Studienmonitor

Studien zum Thema Verpackungsgestaltung, Markenführung und Branding:

Studie: "Die Verpackung als Qualitätskriterium"

Zu den Unterschieden der Verpackungsgestaltung von biologischen und konventionellen Lebensmitteln

Im Fokus der Diplomarbeit stehen Verpackungen von Bio-Produkten, im Speziellen deren Gestaltungweisen und Eigenschaften. Mit Hilfe einer Einführung in den Bereich Verpackung und deren Definition, Funktion und Wirkung und einem anschließenden Überblick über die Kriterien von Bio-Produkten soll eine Basis für die danach folgende Analyse geschaffen werden.

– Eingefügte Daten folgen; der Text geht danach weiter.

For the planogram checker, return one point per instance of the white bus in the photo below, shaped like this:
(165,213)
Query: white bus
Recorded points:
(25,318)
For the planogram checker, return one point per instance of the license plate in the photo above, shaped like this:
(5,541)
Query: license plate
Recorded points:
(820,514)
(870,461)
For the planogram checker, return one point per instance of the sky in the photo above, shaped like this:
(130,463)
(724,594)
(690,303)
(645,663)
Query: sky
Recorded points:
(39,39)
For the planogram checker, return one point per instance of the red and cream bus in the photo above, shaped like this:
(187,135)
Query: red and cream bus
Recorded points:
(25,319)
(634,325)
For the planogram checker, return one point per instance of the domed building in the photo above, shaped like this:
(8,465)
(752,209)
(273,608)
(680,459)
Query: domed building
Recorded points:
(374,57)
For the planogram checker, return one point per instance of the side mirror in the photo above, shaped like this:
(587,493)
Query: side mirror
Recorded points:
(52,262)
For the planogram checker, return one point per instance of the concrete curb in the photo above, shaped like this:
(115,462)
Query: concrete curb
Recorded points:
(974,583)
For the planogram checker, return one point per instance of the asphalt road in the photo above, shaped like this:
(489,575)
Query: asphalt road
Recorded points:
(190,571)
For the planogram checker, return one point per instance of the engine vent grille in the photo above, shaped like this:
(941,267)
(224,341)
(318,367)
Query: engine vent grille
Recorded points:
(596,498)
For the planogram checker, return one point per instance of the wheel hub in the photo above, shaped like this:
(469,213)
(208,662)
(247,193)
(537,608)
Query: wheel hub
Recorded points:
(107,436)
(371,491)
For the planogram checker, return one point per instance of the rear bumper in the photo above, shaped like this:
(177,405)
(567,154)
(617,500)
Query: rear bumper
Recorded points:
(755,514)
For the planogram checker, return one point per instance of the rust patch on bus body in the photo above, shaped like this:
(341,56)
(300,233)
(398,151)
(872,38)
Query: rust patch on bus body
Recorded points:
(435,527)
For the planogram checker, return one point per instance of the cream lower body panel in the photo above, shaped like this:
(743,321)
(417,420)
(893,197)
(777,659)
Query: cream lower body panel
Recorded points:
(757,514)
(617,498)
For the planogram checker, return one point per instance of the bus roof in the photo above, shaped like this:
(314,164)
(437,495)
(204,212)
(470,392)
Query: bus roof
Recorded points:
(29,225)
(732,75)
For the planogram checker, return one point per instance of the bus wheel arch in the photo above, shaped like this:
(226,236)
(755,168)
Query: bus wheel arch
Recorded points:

Mit Hilfe der Semiotischen Analyse wird untersucht, in wieweit sich die Verpackungen von Bio-Produkten zu denen von konventionellen Produkten tatsächlich unterscheiden. Dabei liegt der Schwerpunkt auf den Verpackungen der Bio-Eigenmarken „Ja!Natürlich“ von Billa und „Natur*pur“ von Spar, die mit einem jeweiligen Gegenstücken aus dem regulären Sortiment vergleichen werden. Für die detailierte Beschreibung wurden die Produktgruppen Milch und Pasta herangezogen. Zur Bestätigung der Ergebnisse befinden sich im Anhang weitere Beispiele wie Eier, Äpfel, Mehl und Joghurt. Bei der Analyse konnte man sehr schnell erkennen, dass das einzige wirklich aussagekräftige Merkmal eines Bio-Produktes das Bio-Siegel ist. Nur mit Hilfe dieses Siegels kann der Kunde davon ausgehen, dass es sich um ein Produkt aus kontrolliert biologischem Anbau handelt. Einzelne Bio-Linien, zum Beispiel „Ja!Natürlich“ und „Natur*pur“, verwenden jeweils eine spezielles optisches Stilmittel bei der Verpackungsgestaltung, um für den Kunden einen entsprechenden Wiedererkennungswert zu schaffen.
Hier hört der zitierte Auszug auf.